How did dome craters form on Jupiter’s moons? A UIC student may have found the answer
In 1979, the Voyager spacecraft passed by Jupiter’s moons and sent back mysterious images of craters that have fascinated scientists for decades. On the ice-covered moons Ganymede and Callisto are large craters with domes in the center up to a mile tall. These structures have never been observed on any other planet or moon.
After decades of debate, a new paper led by UIC graduate student Martina Caussi proposes a mechanism that can explain how these dome craters formed. Ganymede and Callisto are both thought to have oceans beneath their icy surfaces. Caussi and her colleagues used computer models to show that the unique conditions on these moons could have transformed pit craters — another unique crater type — into domes over millions of years.
Caussi, a PhD student in the department of earth and environmental sciences, studies the icy moons Ganymede, Callisto and Europa, three of Jupiter’s four largest moons.
“These bodies are really interesting because even though they are moons orbiting Jupiter, they can be thought of as planets because of their size and complex geology,” said Caussi, a member of the research group of UIC Professor Andrew Dombard. “They are also suspected to be ocean worlds, with oceans in the interior below a layer of ice. That makes them interesting from the perspective of potential habitability.”
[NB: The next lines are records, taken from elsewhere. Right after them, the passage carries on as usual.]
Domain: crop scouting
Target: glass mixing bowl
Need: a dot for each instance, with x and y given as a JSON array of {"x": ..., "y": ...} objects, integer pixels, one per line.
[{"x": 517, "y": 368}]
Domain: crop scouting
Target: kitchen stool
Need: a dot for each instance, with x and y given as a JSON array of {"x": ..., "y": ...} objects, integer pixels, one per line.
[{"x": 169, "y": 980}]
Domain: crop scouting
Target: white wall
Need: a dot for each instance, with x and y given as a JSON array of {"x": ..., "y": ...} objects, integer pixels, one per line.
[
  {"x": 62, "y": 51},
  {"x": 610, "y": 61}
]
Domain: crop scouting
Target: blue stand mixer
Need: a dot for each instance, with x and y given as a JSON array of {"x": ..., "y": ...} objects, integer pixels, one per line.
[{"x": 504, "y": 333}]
The dome craters on Ganymede and Callisto are unlike the craters commonly observed on Earth, our moon or even other icy celestial bodies. The physics of how common craters are created — by impacts from asteroids or comets — are well understood. But the strange dome craters suggest unique geophysical conditions on Jupiter’s icy moons influencing their formation beyond the impact process.
Caussi and Dombard collaborated with scientists at NASA, the SETI Institute and the University of California Santa Cruz to test a hypothesis that dome craters formed by a process called topographic relaxation. In this scenario, pit craters — craters with a deep circular hole at their center — gradually evolve into dome craters as ice slowly flows and rearranges itself.
“Gravity does the work,” Caussi said. “The crater wants to flatten, so in the areas where there’s excess weight, such as the rim of the crater, it’s pushing down the ice. And in the center where there’s a hole, ice pops up, and that generates a flow that makes a hole turn into an elevated dome.”
Through simulations, Caussi determined that this process is fueled by residual heat from an initial impact, as well as the warmer temperatures of the moons’ interiors. Caussi also found that the process takes “only” between 1 and 10 million years — a rapid transformation in geological time.
Caussi’s research on Jupiter’s moons landed her a role in NASA’s Europa Clipper mission, expected to launch this October, where she will conduct research on detection of gravity anomalies. She credits Dombard and UIC with connecting her to the broader space science community.
“I’m from Uruguay, and there weren’t a lot of opportunities there for space science,” Caussi said. “UIC provided me with the opportunity to study space and planets and be a part of a NASA mission, and I couldn’t have done that in my home country.”